A day before Middletown's council meeting on June 20, City Manager Doug Adkins attended a local heroin summit. He told people there the city was on pace to spend $100,000 on Narcan, a medicine that can block the effects of opioids and is often used by first responders to reverse an overdose.
Adkins said the city had already responded to 100 more overdose runs by June than it did in all of 2016. In addition, he said there had been 51 overdose deaths in the city as of June 17.
Last year, there were 74, he said.
Picard read these harrowing statistics in a newspaper article the day of council's meeting. Then, Adkins presented more of the same that night.
Picard, swinging his hands in the air, eventually asked the city manager:
"Is there a law that says we have to go out?"
He was talking about responding to overdoses.
The question sat there for several seconds without a reply. It was a stunning question, underscoring the depth of the heroin epidemic and mounting frustration as it continues to get worse.
After sitting silently, Adkins moved his head back and cleared his throat.
"If we want to get out of the business, we have the right to get out of the business," he said, suggesting the city could, for example, privatize emergency medical services.
Picard asked about the possibility of not responding to addicts who repeatedly overdose.
"We need to make a decision," he said in the meeting. "Because, frankly, I'm to the point of we need to make a decision that perhaps we don't."
Adkins told The Cincinnati Enquirer he has asked the city's law department to analyze whether it is legal to refuse to dispatch for an overdose.

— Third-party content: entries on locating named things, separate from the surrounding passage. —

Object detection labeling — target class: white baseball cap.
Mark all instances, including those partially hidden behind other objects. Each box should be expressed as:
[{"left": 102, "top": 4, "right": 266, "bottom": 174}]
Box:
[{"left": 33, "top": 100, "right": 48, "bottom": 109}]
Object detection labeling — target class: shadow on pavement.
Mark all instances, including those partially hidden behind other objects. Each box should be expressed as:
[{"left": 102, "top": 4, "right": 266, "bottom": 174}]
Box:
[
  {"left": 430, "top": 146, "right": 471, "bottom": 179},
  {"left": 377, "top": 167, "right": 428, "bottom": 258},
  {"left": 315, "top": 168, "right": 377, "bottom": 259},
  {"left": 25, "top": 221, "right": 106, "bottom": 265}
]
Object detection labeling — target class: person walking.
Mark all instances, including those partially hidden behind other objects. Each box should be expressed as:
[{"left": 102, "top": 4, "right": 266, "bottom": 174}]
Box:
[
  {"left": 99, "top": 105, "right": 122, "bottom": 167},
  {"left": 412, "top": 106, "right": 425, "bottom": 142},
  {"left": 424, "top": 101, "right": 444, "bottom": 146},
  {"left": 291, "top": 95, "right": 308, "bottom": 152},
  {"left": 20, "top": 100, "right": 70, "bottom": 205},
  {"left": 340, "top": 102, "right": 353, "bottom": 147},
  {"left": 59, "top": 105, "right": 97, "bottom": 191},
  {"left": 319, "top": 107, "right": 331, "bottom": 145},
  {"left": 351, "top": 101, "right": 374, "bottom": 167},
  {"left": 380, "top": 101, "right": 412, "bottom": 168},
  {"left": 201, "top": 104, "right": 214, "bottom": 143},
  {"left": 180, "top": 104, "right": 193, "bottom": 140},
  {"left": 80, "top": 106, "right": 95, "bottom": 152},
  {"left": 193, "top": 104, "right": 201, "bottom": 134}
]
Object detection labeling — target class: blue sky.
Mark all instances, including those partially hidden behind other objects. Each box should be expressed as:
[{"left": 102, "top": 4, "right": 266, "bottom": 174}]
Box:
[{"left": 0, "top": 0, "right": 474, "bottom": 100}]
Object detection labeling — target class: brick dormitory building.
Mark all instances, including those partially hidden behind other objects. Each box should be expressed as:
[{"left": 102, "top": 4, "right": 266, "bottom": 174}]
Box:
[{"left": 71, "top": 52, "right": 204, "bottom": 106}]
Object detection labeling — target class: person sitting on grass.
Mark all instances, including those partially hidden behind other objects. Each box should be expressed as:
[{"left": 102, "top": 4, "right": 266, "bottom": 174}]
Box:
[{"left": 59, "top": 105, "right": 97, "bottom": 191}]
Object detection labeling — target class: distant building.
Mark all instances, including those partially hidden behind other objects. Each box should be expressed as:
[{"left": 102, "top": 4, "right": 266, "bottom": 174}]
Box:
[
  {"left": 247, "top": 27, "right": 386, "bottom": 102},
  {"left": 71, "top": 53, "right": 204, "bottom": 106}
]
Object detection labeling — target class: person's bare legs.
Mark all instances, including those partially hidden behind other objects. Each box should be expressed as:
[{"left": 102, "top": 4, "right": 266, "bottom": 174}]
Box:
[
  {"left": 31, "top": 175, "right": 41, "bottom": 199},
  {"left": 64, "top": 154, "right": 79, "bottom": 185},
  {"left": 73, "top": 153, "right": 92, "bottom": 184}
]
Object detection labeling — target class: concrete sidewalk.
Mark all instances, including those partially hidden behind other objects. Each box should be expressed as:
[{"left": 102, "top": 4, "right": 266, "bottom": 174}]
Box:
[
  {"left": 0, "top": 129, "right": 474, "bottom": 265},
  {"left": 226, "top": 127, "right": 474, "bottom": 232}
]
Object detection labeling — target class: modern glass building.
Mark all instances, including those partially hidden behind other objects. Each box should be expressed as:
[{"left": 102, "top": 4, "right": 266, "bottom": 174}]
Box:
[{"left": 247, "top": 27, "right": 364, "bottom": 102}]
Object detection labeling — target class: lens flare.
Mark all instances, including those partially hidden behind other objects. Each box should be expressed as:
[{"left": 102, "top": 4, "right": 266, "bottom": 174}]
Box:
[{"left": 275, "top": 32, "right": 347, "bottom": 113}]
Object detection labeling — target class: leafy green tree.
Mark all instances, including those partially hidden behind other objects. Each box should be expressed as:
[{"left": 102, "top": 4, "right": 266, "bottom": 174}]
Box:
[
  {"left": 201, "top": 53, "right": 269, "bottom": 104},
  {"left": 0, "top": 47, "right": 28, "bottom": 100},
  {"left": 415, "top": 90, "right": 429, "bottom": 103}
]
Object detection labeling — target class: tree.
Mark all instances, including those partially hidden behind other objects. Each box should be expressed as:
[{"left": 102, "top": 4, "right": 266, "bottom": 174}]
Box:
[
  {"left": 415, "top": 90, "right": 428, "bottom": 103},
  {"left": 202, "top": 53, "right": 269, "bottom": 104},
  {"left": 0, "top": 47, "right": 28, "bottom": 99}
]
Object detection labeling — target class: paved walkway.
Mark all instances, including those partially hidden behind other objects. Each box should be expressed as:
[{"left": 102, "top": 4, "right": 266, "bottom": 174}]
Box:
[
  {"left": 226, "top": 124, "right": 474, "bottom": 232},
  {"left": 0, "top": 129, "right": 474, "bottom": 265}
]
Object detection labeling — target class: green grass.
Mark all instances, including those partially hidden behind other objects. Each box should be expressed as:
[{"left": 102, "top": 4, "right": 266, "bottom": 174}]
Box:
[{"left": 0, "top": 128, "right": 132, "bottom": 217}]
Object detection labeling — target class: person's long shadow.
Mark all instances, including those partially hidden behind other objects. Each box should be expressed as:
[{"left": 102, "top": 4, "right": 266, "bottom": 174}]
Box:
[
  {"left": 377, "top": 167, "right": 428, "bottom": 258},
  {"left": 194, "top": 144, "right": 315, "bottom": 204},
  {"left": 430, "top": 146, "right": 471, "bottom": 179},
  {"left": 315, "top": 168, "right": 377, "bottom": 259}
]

But before the next question, the city manager interrupted.
"This isn't going to go anywhere," he said, sounding exasperated at the national attention this has received. "Even if it was, I'm not sure I would want to face the lawsuits that could come from it."
Picard, whose council term expires at the end of the year, is not seeking re-election. He's served on council for almost eight years.
"During the last four or five days, life has not been good," he said, discussing the overwhelmingly negative response to his comments.
Look at his Facebook page. Under a photo announcing his recent marriage is a string of comments lambasting him.
"Daniel You are a disgrace to humanity!" said one.
"Have fun in hell a*****!" read another.
"It costs $0.00 to be a decent human being," one post said.
On Tuesday, Picard sounded like a man who didn't realize the implication of his words. He stood by his comments in an interview with The Enquirer, but also reshaped them.
"My goal was not to stop treating overdoses, it was to solve a financial problem — not to stop the drug problem," Picard said. "If we dispatch, then we have to treat. I have no problem with that."